Darf man im Jahr 2023 eigentlich noch Spiele aus dem Jahr 2021 rezensieren? Ich frage für einen Freund.
Wie geht SHAMANS? Es ist ein Stichspiel mit Verräter:innen-Element, man sagt auch „Social Deduction“ dazu. Im Spiel zu fünft beispielsweise gibt es drei Schaman:innen (die „Guten“) und zwei Schatten (die „Bösen“). Sie bilden jeweils ein Team, wissen aber nicht voneinander, denn die Rollen wurden geheim zugelost.
Wir spielen ein Stichspiel, bei dem nicht bedient werden muss. Nicht zu bedienen, ist im Interesse der Schatten, denn jedes Mal, wenn eine falsche Farbe in einen Stich gelegt wird, rückt die „Schattenfigur“ ein Feld vorwärts. Erreicht sie das Zielfeld, gewinnen die Bösen Punkte. Ansonsten die Guten. Man spielt mehrere Runden, meistens drei oder vier, bis jemand die für den Gesamtsieg erforderlichen acht Punkte beisammenhat.
Spiele ich die höchste Karte einer geforderten Farbe, gewinne ich den Stich und eröffne den nächsten. Spiele ich die kleinste passende Karte, gewinne ich einen Chip, beispielsweise ein „Portal“, mit dem ich die Schattenfigur versetzen darf. Oder einen „Mondsplitter“, der mir, wenn ich zwei davon besitze, Punkte einbringt. Oder einen „Dolch“, den ich später vielleicht einsetzen kann, um jemanden zu eliminieren.
Alle gespielten Karten werden nach Farbe sortiert und offen ausgelegt. Sobald alle einer Farbe gespielt sind, löst dies ein „Ritual“ aus, das je nach Farbe unterschiedliche Folgen hat. Gleich vier der sieben Farben bewirken, dass ich jemanden eliminieren muss, falls ich einen Dolch besitze. Eine der Farben bewirkt, dass ich meine Rollenkarte mit einer anderen Person tauschen muss.
Was passiert? Jedes Nichtbedienen löst natürlich sofort Geraune aus. Wer die falsche Farbe legt, macht sich verdächtig und beteuert postwendend die Unschuld. Dumm, wenn sich später herausstellt, dass man hätte bedienen können. Meistens stellt es sich aber nicht heraus.
Wichtig ist das Anspiel. Für die Schatten wäre es eine gute Idee, mit einer Farbe zu eröffnen, die möglichst wenige bedienen können. Aber auch dies sollte nicht zu offensichtlich geschehen.

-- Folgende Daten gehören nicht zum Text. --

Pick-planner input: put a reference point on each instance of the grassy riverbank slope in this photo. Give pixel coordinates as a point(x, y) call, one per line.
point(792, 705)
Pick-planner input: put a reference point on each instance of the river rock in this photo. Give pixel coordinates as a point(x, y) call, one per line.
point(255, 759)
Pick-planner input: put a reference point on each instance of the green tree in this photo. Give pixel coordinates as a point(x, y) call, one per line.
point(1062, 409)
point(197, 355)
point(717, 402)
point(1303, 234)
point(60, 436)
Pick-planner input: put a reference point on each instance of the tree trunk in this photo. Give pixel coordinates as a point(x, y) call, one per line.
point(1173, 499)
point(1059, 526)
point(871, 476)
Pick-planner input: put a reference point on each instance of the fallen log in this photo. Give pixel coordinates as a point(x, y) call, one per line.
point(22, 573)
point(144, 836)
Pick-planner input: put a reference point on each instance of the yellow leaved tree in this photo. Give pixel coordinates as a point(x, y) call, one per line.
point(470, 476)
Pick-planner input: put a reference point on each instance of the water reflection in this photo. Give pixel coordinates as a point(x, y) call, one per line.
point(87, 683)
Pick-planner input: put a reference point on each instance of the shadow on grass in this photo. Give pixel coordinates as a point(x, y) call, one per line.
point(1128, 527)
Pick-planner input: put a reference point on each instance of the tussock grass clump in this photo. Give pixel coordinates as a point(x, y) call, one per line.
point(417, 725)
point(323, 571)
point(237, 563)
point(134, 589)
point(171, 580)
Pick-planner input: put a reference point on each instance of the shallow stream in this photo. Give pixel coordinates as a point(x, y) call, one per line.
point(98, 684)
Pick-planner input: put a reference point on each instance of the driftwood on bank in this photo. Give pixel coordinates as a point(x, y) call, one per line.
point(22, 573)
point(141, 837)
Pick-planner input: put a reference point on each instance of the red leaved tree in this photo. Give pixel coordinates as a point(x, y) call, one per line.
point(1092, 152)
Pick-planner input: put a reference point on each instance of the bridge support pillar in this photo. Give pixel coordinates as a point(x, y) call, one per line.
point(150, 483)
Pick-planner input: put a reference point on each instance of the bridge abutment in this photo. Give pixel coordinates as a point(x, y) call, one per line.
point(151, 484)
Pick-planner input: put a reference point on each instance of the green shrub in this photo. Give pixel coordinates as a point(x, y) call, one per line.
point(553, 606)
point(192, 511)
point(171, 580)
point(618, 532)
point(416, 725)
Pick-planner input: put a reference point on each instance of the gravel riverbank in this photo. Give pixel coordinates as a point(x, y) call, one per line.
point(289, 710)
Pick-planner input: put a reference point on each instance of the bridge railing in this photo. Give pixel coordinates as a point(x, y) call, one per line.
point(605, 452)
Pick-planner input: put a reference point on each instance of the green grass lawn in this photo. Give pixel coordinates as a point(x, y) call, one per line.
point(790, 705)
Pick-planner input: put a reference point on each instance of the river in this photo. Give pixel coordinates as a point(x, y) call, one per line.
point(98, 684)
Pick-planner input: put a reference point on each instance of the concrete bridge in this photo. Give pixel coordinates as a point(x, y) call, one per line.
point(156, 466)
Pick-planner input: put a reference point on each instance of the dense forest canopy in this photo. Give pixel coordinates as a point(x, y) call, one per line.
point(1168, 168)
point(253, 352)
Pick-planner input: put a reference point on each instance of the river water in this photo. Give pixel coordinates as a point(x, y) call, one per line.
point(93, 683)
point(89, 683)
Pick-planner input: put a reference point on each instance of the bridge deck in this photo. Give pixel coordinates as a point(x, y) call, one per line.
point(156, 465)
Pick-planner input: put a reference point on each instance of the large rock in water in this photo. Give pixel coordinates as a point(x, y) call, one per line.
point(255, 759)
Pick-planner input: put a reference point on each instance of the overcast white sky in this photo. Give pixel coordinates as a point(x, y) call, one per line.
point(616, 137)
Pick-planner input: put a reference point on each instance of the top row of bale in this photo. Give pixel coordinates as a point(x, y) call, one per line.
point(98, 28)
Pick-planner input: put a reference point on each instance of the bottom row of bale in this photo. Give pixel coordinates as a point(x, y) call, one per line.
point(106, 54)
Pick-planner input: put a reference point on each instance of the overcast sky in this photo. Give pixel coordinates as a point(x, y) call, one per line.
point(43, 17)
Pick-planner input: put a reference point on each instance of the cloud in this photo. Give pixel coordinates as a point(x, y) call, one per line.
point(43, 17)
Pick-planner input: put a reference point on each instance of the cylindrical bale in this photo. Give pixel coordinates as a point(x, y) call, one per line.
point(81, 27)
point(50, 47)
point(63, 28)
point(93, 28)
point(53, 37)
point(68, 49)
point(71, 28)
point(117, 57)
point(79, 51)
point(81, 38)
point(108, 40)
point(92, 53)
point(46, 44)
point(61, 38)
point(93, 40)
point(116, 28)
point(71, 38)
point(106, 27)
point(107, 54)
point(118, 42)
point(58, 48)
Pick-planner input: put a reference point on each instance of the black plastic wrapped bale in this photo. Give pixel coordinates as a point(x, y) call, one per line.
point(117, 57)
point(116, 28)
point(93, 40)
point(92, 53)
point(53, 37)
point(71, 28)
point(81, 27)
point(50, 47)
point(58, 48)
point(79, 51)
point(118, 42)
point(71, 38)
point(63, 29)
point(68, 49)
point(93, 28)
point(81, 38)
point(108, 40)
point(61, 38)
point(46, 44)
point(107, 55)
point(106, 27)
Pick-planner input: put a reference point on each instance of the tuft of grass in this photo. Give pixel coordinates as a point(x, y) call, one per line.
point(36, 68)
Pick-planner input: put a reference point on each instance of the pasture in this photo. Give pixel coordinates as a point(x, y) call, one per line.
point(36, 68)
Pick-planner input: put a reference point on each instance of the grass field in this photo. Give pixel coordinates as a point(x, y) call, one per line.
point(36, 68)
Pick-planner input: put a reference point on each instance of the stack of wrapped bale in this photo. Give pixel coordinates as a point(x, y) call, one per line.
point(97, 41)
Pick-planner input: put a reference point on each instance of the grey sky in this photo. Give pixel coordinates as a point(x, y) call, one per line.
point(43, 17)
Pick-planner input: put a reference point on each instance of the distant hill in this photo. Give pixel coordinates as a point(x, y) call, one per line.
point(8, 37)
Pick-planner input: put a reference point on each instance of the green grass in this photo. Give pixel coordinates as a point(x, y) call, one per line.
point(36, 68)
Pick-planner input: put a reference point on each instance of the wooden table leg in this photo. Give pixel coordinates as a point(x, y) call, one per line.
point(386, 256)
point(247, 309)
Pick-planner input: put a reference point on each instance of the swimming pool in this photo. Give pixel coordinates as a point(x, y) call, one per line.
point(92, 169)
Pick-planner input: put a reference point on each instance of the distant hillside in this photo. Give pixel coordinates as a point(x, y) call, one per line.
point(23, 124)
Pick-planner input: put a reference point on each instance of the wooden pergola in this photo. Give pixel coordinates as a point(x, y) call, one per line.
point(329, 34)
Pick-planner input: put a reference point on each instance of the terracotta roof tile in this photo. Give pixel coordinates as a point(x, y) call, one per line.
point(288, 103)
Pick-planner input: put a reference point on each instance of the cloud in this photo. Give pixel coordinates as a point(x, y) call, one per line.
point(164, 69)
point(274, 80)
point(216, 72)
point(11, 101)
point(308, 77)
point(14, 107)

Und noch wichtiger sind die Rituale. Möglicherweise gelingt es mir, kurz vor Schluss meine Identität zu tauschen und in das Team zu wechseln, das sicher gewinnen wird, ohne dass ich je zu diesem Erfolg beigetragen habe. Und jemand aus diesem Team wird dazu verdonnert, ins Loser-Team zu wechseln.
Auch die Wirkung der Dolche ist gravierend. Optimalerweise hätte ich, sobald ich einen einsetzen muss, auch einen handfesten Verdacht, wer zu welchem Team gehört, und meuchle gezielt. Mit wachsender Spielerfahrung kommt dieser Bestfall aber immer seltener vor, und man meuchelt auf gut Glück. Im Zweifelsfall trifft es dann die Spieler:in mit den meisten Punkten.
Was taugt es? SHAMANS gehört zu den Spielen, die mir im Laufe der Zeit schlechter gefielen als noch am Anfang. SHAMANS suggeriert, dass es als Schatten darauf ankäme, höchst subtil nicht zu bedienen, um so der Schattenfigur die entscheidenden Schritte zu ermöglichen. Nach meiner Erfahrung ist dies aber nur ein untergeordneter Aspekt.
Viel trägt allein schon die Kartenverteilung dazu bei, ob das Ende der Laufskala erreicht wird oder nicht. Und ganz unabhängig davon beeinflussen vor allem die Rituale massiv die Punkteverteilung. Wer eliminiert wird, gewinnt am Ende der Runde keine Punkte. Deswegen rückt immer mehr in den Fokus, wie die letzten Karten einer Farbe fallen und wer die mächtigen Rituale ausführen darf.
Da kann man nun argumentieren, genau dies (und nicht die Bedienfrage) sei eben der Kern des Spiels und mache SHAMANS bis zum Finale spannend. Ich sehe es anders. Eine für meine Begriffe gelungene Spannungskurve baut sich schon in den ersten Stichen spürbar auf. Und bricht nicht so schicksalhaft kurz vor Schluss über die Gruppe herein. Obwohl ich lustige und emotionale Partien erlebt habe, wenn jemand hereingelegt wurde, hat mich SHAMANS am Ende dann doch enttäuscht.
*** mäßig
SHAMANS von Cédrick Chaboussit für drei bis fünf Spieler:innen, Corax Games.